The one that passed probably had a weaker gut to begin with. Seems extremely sudden to blame it entirely on the greens.
 
See , now I feed Clover to them at 2 weeks.... a few times a day, then at 4 weeks I start intergrating, cause I feed the mom dandelions and plantain ,clover etc and its hard for them to stay away
 
My nursing does and their kits get a pound or two of forage (grass, vetch, clover, trefoil, plantain, sow thistle, lamb quarters, grape vines, etc...) every evening and I haven't had any losses from it.

Is suspect he was just a genetically weaker individual that nature selected against.
 
I would say the same. If they are started early, then they develop the right bacteria for it. If not people who pasture raise would have kits flopping down dead frequently.

Kits can get chilled, reducing blood flow to the gut and die at 4 weeks. One from a litter, just an individual issue. If it becomes a trend, it's a predisposed weakness.
 
Kits around 6 weeks can die unexpectedly due to Enteritis. The switch to food can completely mess up their guts and they can die even without diahrea (sorry, no one spells that correctly). That is what your kit died of, wether the greens set it off or the food.
 
What I thought was weird is I wasn't weaning them, momma is still nursing them a ton and there was no change in environment or food. I'm very careful at weaning time but this was out of the blue.
 
Was there any food anyway for momma? If the kit CAN possibly reach the food, he probably got into it and ate some.
 
It's a colony setting, free choice hay and they get oats, barley, boss and flax. I feed a lot of fresh forage like fresh grass, mulberry, alfalfa, blackberry.

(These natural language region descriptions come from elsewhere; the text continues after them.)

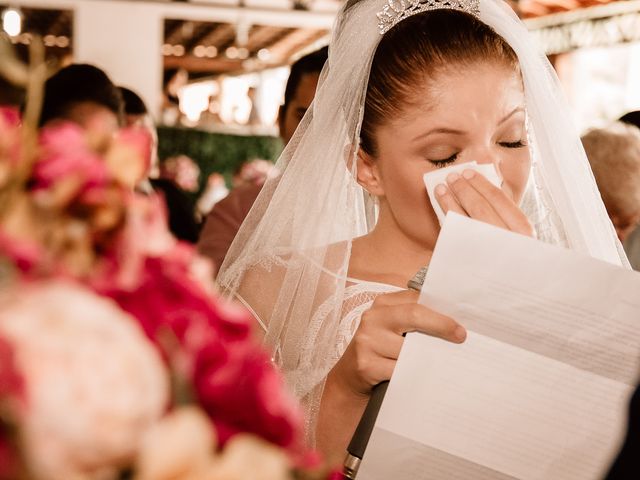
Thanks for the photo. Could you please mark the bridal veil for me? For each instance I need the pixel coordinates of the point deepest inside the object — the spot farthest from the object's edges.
(290, 260)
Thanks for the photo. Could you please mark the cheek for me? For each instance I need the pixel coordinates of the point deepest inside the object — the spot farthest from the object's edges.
(515, 171)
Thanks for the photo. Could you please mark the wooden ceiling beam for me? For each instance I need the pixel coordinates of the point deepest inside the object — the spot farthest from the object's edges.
(211, 66)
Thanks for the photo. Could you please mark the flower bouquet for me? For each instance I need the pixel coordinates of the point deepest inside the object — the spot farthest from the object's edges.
(117, 357)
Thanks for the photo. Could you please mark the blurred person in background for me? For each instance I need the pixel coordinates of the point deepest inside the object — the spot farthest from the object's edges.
(614, 155)
(136, 115)
(11, 96)
(180, 210)
(223, 222)
(83, 94)
(632, 242)
(215, 191)
(182, 170)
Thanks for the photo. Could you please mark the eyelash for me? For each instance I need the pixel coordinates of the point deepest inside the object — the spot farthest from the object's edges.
(447, 161)
(518, 144)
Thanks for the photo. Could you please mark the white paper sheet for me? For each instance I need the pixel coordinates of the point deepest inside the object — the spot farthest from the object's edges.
(436, 177)
(541, 386)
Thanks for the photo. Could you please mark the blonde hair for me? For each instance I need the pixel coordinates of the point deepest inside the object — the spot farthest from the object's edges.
(614, 155)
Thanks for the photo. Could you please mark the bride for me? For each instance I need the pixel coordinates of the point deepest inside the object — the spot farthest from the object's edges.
(324, 257)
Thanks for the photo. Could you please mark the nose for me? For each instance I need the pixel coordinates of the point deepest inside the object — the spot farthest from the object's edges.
(486, 157)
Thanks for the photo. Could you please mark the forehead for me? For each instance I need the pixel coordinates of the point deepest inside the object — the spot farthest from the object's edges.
(460, 93)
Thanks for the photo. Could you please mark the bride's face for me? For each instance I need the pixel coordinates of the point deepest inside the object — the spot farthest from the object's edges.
(469, 113)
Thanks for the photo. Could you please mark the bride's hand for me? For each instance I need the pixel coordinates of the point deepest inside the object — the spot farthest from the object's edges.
(372, 354)
(472, 195)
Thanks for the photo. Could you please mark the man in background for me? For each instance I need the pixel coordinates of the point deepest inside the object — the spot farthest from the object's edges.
(614, 155)
(180, 208)
(83, 94)
(223, 222)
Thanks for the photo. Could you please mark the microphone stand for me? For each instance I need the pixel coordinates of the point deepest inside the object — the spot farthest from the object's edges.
(360, 439)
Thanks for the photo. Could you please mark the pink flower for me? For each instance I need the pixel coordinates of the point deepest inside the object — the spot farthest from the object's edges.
(94, 384)
(66, 154)
(233, 379)
(24, 255)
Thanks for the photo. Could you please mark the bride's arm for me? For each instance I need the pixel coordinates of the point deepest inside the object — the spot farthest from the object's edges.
(370, 359)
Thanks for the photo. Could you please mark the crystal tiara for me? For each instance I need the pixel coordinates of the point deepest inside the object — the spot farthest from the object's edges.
(394, 11)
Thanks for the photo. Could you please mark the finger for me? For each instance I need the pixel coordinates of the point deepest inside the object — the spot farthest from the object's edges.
(447, 200)
(381, 370)
(388, 345)
(396, 298)
(509, 212)
(472, 201)
(414, 317)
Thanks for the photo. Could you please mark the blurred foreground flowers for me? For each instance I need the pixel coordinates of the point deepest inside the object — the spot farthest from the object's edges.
(117, 357)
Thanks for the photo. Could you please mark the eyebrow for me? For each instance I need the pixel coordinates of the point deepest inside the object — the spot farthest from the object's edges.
(452, 131)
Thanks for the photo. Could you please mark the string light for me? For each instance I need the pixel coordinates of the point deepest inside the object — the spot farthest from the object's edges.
(12, 22)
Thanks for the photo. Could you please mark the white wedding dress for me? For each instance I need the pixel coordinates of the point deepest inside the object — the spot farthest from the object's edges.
(307, 305)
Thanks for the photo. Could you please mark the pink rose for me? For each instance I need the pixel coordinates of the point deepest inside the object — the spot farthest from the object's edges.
(66, 154)
(24, 255)
(233, 378)
(93, 382)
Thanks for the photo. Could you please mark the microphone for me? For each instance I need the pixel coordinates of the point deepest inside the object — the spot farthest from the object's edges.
(360, 439)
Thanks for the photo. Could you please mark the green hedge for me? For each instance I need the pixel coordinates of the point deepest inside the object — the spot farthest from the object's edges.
(215, 152)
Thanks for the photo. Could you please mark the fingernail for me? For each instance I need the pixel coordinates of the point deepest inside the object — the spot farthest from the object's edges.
(460, 334)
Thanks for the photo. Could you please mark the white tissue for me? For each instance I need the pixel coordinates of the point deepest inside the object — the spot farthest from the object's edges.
(435, 178)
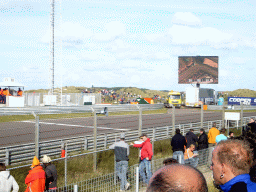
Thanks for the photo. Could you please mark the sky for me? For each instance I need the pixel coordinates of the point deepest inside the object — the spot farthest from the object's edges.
(126, 43)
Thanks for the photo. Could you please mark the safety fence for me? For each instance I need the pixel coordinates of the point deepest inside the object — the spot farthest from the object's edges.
(110, 182)
(61, 99)
(17, 154)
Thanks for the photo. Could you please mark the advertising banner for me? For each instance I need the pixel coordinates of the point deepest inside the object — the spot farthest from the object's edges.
(245, 100)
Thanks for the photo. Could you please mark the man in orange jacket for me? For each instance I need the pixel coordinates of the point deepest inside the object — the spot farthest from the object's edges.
(35, 179)
(1, 95)
(213, 132)
(19, 93)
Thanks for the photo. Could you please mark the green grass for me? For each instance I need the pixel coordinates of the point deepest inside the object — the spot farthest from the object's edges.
(10, 118)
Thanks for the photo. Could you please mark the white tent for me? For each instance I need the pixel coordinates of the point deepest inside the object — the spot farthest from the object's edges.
(11, 84)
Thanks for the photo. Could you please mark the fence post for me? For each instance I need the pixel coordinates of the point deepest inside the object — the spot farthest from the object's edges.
(37, 137)
(7, 156)
(137, 179)
(242, 114)
(85, 143)
(223, 116)
(95, 143)
(114, 169)
(75, 188)
(179, 158)
(202, 116)
(66, 163)
(167, 131)
(173, 120)
(140, 121)
(154, 132)
(105, 141)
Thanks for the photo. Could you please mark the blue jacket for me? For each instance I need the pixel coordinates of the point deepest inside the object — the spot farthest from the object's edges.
(242, 183)
(121, 151)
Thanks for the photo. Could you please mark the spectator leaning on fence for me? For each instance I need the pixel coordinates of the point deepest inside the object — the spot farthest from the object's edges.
(190, 157)
(146, 156)
(169, 161)
(35, 179)
(213, 132)
(252, 125)
(177, 177)
(51, 174)
(231, 135)
(231, 163)
(191, 138)
(178, 144)
(7, 182)
(121, 150)
(221, 136)
(202, 140)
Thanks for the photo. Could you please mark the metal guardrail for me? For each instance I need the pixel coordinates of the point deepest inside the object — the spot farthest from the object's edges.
(77, 109)
(22, 153)
(109, 182)
(229, 107)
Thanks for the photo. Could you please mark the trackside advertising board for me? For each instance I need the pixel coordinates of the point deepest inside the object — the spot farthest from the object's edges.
(245, 100)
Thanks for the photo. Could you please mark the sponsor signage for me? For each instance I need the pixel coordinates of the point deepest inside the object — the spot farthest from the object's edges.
(232, 116)
(245, 100)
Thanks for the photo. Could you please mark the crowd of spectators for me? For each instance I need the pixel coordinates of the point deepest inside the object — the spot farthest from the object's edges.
(6, 92)
(232, 163)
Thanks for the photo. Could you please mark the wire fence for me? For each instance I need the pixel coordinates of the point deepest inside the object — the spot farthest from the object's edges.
(61, 99)
(110, 182)
(52, 129)
(60, 129)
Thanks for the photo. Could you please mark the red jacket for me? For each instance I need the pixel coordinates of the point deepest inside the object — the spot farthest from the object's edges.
(146, 149)
(35, 180)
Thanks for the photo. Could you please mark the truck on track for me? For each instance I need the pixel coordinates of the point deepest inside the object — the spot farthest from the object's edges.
(173, 99)
(196, 96)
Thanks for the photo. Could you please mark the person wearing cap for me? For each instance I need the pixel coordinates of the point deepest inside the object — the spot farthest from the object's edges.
(51, 174)
(121, 150)
(7, 181)
(35, 179)
(146, 156)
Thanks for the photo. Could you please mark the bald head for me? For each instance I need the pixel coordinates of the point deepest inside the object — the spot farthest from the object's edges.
(177, 178)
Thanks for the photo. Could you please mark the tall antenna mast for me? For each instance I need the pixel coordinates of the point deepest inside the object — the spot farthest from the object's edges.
(52, 48)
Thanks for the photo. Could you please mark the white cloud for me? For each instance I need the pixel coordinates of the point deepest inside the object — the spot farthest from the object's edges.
(97, 55)
(113, 30)
(183, 35)
(186, 18)
(118, 45)
(70, 33)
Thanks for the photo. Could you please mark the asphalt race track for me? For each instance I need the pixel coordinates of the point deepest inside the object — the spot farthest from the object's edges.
(15, 133)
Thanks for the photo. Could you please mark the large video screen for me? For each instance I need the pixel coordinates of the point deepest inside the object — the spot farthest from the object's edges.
(198, 69)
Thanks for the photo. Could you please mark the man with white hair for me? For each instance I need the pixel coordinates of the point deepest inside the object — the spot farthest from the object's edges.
(51, 174)
(122, 151)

Babies have been nibbling on food for awhile now. None of the others are affected, which is why I was thinking a genetic weakness rather then a management issue.
 
Even without weaning or changing any food, the kit could still have become sick. Actually weaning from the mother is not the only cause of mucoid enteritis, a kit in the nest could get chilled and that could change the gut flora and they could die. Any type of imbalance could cause this. Weaning is just a period when they are really sensitive, but I've had young kits still nursing, weanings and older kits die who had been eating on their own for a month, adults die, who were eating the same brand of food, they went from one breeder to another and the move caused the imbalance. Same food, different bag. Change of weather, genetic disposition. Unless you know you did something to cause this, then don't beat yourself up.
 
OH, definitely don't beat yourself up. There is absolutely NO reason at all to do that. Everyone who has raised rabbits has at least lost one rabbit by accident. And it is not your fault either as you can't exactly control gut flora. ;) I have lost 2 adults in the past two weeks, one for absolutely NO reason. Weather hadn't changed, nothing at all. It just happens.

What I mean, is that that kit did indeed die from enteritis, but no one can figure out what caused it.
 
OwnedByTheBuns":1artjhe6 said:
OH, definitely don't beat yourself up. There is absolutely NO reason at all to do that. Everyone who has raised rabbits has at least lost one rabbit by accident. And it is not your falt either as you can't exactly control gut flora. ;)

What I mean, is that that kid did die from enteritis, but no one can figure out what caused it.


So true, and I hate to say it, but rabbits are so fragile. I thought I had it going on, then had my entire population of kits all but 9 of 50 kits, wiped out by ME in a months time, with no change of anything except the weather. You can do everything right, and everything go wrong.